I'm going to give it a shot again this year, but I have to tell you–November is a terrible month for this. You can sure tell a bunch of post-college guys thunk this one up.
Hope I do better than last year, when I wrote myself right into a box canyon.
Thanks, Pari. The list thing seems to me the easiest way in the world to teach yourself anything about writing. I'm teaching a workshop this week and I don't care what else they learn as long as they GET the list.
Re: Morpheus – so very bad. Good bad.
AB, I agree 100% about editing for story. And I think a lot of people don't understand that the story you think you wrote is never the story you actually wrote, so when you edit, you have to look at the story that's actually there, and cut and tweak and expand and polish to perfect (well, kind of) the story that's actually there.
Dudley, wow, some great mentors there, thank you! I need to see a couple of those movies.
I don't quite participate in Nano on that level, but I love that people do, it's a trip! For me it's a spur to write more pages because everyone else is. But Karen's right – lousy month for it….
Your post is amazingly instructional, as always, Alex.
Believe it or not, I am currently reading "Silence of the Lambs" for the very first time. Jesus Christ! What a fucking great book! In every way.
Wish I could say more…I could go on and on…but, well, I'm finally writing, and I got a little momentum behind me….
Oh yeah. And if you haven't read Red Dragon – men usually like that one even better.
Alex, I swear every post of yours is like a luminous IV of pure creative nourishment. Thank you!

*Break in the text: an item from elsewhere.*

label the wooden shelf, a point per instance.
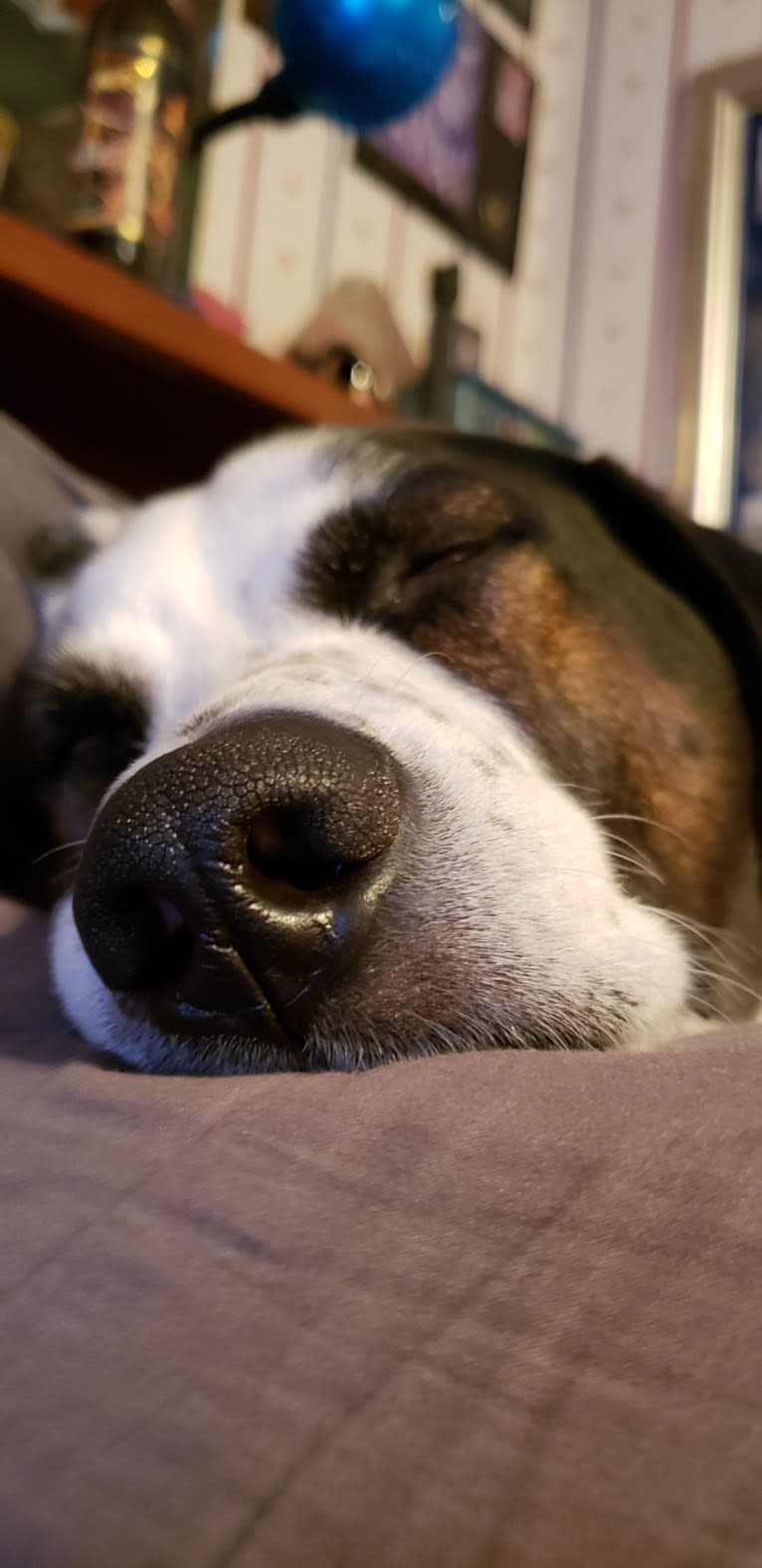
(127, 384)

Alex, great post! Thanks for this. I'll be doing NaNoWriMo this year for the first time. I know I will never, ever be able to come close to 50,000 words, but I will be a Wrimo.

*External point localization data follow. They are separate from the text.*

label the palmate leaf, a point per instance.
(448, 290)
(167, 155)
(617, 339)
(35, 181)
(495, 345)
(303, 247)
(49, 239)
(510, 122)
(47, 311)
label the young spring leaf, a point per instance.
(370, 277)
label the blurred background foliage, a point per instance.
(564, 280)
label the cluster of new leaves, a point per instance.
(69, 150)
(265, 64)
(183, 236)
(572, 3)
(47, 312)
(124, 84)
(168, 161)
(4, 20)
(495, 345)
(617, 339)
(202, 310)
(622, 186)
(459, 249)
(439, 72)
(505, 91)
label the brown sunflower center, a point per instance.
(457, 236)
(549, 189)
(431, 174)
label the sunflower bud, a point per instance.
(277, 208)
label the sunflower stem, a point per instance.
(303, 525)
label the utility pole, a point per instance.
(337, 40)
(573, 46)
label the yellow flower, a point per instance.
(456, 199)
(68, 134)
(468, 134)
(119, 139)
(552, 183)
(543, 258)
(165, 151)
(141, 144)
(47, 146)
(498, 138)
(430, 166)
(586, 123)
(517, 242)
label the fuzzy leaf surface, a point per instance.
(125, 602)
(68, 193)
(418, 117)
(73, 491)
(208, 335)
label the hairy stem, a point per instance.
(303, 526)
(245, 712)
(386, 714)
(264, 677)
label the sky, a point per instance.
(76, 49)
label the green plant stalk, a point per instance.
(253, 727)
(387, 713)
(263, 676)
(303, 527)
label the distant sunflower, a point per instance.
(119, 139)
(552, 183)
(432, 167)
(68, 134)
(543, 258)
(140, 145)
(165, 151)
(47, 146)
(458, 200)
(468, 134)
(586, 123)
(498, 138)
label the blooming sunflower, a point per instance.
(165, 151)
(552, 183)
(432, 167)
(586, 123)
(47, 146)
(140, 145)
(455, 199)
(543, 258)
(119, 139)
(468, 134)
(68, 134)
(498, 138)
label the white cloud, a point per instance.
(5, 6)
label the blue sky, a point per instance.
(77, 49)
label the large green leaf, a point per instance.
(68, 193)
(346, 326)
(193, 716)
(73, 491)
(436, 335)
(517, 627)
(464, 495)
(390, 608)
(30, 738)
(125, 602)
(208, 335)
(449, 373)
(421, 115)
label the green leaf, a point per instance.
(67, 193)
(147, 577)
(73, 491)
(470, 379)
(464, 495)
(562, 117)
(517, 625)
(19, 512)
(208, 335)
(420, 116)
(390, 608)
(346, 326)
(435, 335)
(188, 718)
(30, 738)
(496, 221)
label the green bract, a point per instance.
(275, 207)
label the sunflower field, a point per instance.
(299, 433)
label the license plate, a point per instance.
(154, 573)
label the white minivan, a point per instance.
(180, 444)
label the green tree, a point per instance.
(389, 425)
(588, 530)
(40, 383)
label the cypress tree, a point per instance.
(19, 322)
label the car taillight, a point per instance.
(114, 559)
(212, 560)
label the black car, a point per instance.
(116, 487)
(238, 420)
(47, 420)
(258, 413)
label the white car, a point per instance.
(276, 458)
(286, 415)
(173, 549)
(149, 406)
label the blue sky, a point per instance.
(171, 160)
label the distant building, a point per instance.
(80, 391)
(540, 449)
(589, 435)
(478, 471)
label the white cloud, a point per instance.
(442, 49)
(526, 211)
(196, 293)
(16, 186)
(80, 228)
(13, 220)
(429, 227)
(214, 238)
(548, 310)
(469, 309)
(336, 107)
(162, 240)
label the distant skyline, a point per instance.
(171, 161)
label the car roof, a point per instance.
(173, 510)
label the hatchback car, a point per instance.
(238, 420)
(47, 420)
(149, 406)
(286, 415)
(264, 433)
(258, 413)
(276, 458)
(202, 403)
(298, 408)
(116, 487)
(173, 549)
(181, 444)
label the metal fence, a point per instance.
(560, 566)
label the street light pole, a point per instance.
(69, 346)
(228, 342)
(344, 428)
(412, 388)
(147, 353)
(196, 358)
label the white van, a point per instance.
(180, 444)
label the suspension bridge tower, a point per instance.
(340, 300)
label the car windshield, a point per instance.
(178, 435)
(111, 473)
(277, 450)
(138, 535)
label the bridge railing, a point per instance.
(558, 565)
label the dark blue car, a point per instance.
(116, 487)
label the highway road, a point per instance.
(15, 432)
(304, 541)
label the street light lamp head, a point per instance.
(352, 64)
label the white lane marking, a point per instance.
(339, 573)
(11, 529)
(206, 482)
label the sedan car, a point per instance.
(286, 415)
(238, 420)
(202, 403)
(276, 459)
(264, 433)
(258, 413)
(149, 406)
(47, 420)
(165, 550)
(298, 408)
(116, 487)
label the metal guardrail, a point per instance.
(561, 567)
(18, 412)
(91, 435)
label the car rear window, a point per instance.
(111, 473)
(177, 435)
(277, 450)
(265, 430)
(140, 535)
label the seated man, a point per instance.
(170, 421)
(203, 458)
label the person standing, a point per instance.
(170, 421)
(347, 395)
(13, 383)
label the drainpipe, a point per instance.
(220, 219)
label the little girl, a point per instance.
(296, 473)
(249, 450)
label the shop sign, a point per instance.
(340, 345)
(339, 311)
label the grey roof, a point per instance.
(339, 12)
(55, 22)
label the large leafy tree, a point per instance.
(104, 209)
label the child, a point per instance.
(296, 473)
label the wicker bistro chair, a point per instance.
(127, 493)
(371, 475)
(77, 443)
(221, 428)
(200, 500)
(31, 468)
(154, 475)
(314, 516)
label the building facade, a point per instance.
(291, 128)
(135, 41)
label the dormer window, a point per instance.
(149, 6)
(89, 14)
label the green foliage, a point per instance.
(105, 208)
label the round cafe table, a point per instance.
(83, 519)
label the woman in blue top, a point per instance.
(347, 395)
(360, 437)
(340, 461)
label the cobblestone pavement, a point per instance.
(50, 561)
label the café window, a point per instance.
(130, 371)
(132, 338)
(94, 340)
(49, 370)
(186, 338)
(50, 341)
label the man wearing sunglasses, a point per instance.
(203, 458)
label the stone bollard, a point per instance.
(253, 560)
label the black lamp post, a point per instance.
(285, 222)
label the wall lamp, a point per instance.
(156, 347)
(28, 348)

Reine – You are a marvel and inspiration.
Alex – If you haven't seen "Searching for Bobby Fisher" I highly recommend it.
Dudley- Naaaaah.. but you can say that again when I actually do something! You are terrific, by the way.
I signed up for Wrimo for the first time after eyeing the website covetously for the past few years.
It was always a close-to-impossible goal because I'm not an outliner.
But thanks to your book and your posts, I'm ready to try it.
And for extra incentive, I signed up for your PASIC class.
Hope I don't wimp out after 10,000 words.
This is going to be my sixth Wrimo, and I am looking forward to it. (I predict I'll also freak out five minutes in about being unable to do it again, as well).
One other thing that's fun? Make a list of every possible thing that could happen at that point. My stories don't feature aliens, never have, so I'll rule out every option using aliens. But everything else that could apply, from being attacked by bandits to my heroine turning her bodyguard into a fish, will be listed. Then choose the one that'll cause the most trouble and use it.
Loved the mentor list, and Haymitch is definitely high on it. I'd add Commander Buri from Tamora Pierce's Wild Mage series. She's only a mentor for the first book, but there's just something about someone who takes on a young girl as a sidekick so bandits don't get her, and then lies to her. (Granted, most lies are because the safety of the realm depends on it…) Also, the unicorn in A Swiftly Tilting Planet is very good.
Ah so much NaNo advice out there. I think it's great that those of us who have 'won' are willing to share our techniques.
I suggest people get involved. There's nothing like sitting in a group of writers who are clicking away to get you past a block. Mostly people will be happy to shoot some quick answer your way like a character name, or a location. But, when other writers tell you to shut up (sometimes with just a look) and write it's hard to ignore.